# SOLVEDPoint of deminishing returns...

K

#### Kryten

##### Guest
On my way to work this morning I started thing about pelts and their overall efficiency, on a reasonably slow CPU i.e pentium 2 / 300 , which obviously wont produce the same heat as a say 1.4 gig Athlon, is the efficiency of the same size pelt reduced, i.e using the same pelt on both CPU's
the reason I ask is because if there is more heat going in, it must have to get rid of that heat plus any potential difference, if you start with a lower heat it must dissapate easier.

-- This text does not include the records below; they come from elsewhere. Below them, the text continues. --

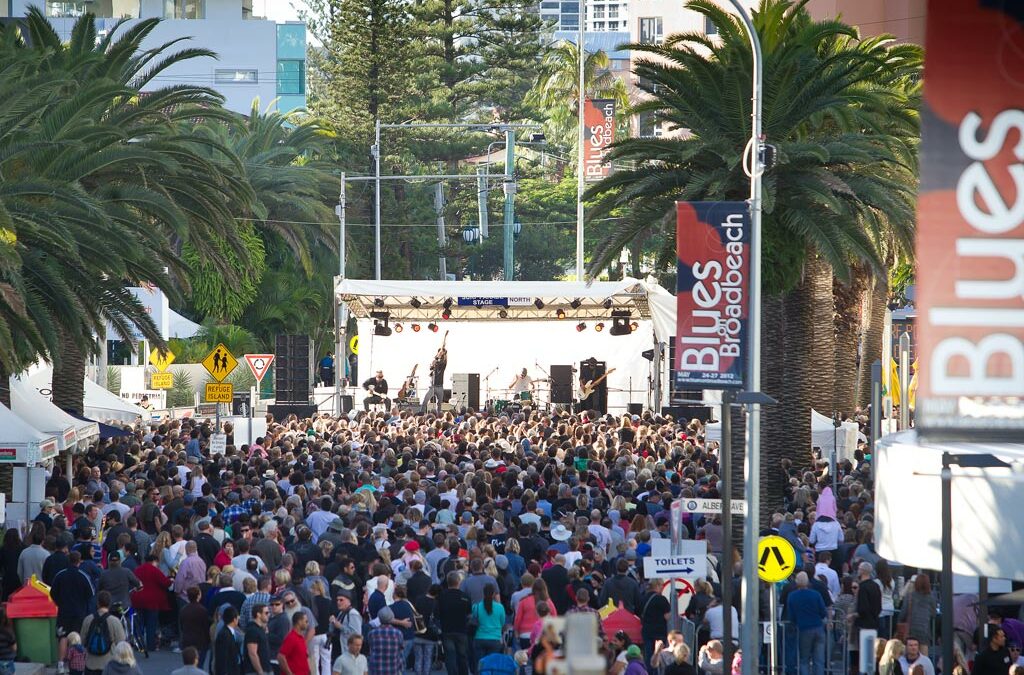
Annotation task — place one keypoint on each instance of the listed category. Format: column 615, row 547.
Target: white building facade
column 257, row 58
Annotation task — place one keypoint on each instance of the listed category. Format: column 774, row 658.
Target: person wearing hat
column 387, row 652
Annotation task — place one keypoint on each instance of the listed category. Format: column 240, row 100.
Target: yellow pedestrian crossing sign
column 776, row 559
column 161, row 362
column 219, row 363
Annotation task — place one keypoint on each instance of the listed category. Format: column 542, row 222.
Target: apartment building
column 256, row 57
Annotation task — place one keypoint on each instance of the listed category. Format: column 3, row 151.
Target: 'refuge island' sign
column 971, row 219
column 712, row 294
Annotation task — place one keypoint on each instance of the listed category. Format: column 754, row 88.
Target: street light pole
column 752, row 467
column 581, row 114
column 510, row 188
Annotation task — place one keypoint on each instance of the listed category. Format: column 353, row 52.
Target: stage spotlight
column 620, row 323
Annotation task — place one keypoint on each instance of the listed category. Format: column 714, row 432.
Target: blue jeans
column 812, row 650
column 456, row 654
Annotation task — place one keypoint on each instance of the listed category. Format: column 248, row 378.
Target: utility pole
column 510, row 190
column 441, row 240
column 481, row 200
column 581, row 114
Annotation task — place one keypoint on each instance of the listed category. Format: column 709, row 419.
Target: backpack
column 98, row 640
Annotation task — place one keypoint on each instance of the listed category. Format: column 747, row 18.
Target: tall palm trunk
column 69, row 375
column 870, row 341
column 776, row 422
column 818, row 285
column 849, row 320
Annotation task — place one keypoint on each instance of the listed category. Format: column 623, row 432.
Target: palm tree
column 844, row 184
column 557, row 88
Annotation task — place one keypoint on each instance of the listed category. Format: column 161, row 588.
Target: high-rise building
column 256, row 57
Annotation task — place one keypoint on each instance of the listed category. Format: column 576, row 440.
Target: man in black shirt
column 257, row 651
column 994, row 660
column 453, row 615
column 377, row 386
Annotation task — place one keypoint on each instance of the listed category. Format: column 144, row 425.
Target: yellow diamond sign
column 776, row 559
column 161, row 362
column 219, row 363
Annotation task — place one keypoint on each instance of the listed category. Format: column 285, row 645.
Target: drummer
column 522, row 386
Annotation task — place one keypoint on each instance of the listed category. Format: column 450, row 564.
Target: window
column 184, row 8
column 291, row 77
column 236, row 76
column 101, row 8
column 650, row 30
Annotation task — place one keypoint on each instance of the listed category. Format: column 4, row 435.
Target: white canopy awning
column 99, row 404
column 425, row 300
column 30, row 404
column 16, row 436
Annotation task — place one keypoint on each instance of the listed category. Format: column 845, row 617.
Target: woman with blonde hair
column 889, row 663
column 122, row 661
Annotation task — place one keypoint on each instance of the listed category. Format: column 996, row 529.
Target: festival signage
column 599, row 133
column 971, row 221
column 712, row 294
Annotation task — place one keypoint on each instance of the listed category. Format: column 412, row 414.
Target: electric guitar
column 407, row 386
column 591, row 386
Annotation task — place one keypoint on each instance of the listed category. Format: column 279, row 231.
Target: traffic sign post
column 776, row 560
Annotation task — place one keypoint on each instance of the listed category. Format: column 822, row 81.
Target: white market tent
column 823, row 435
column 29, row 404
column 987, row 522
column 17, row 436
column 528, row 336
column 100, row 405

Doesn't heat work on the inverse square law? It's about nearly 20 years since I did any physics, but I seem to remember to lower by 1C would take half the energy of lowering by 2C and 3C would take 4* the energy. That is why you could never achieve absolute zero, it would take an infinite amount energy.
I would think that your efficiency would take a bigger hit than you would expect. Then again my memory could be playing tricks on me. ???

I'm slowly getting there, the closer a given temperature to the ambient enviroment the harder it is to cool. Tests have actually proven that water of nearly 100 C, when placed in a freezer will freeze quicker than that of water of room temperature. I still can,t work that out myself, but have seen the experiment carried out on a science program.
No wonder I went into Graphic art, not thermodynamics it's too weird

looks like I have a few people scratching their heads now
which leads me to ask this question, if it requires more effort to keep a hotter chip cool, does this mean you need a larger pelt just to do the same job?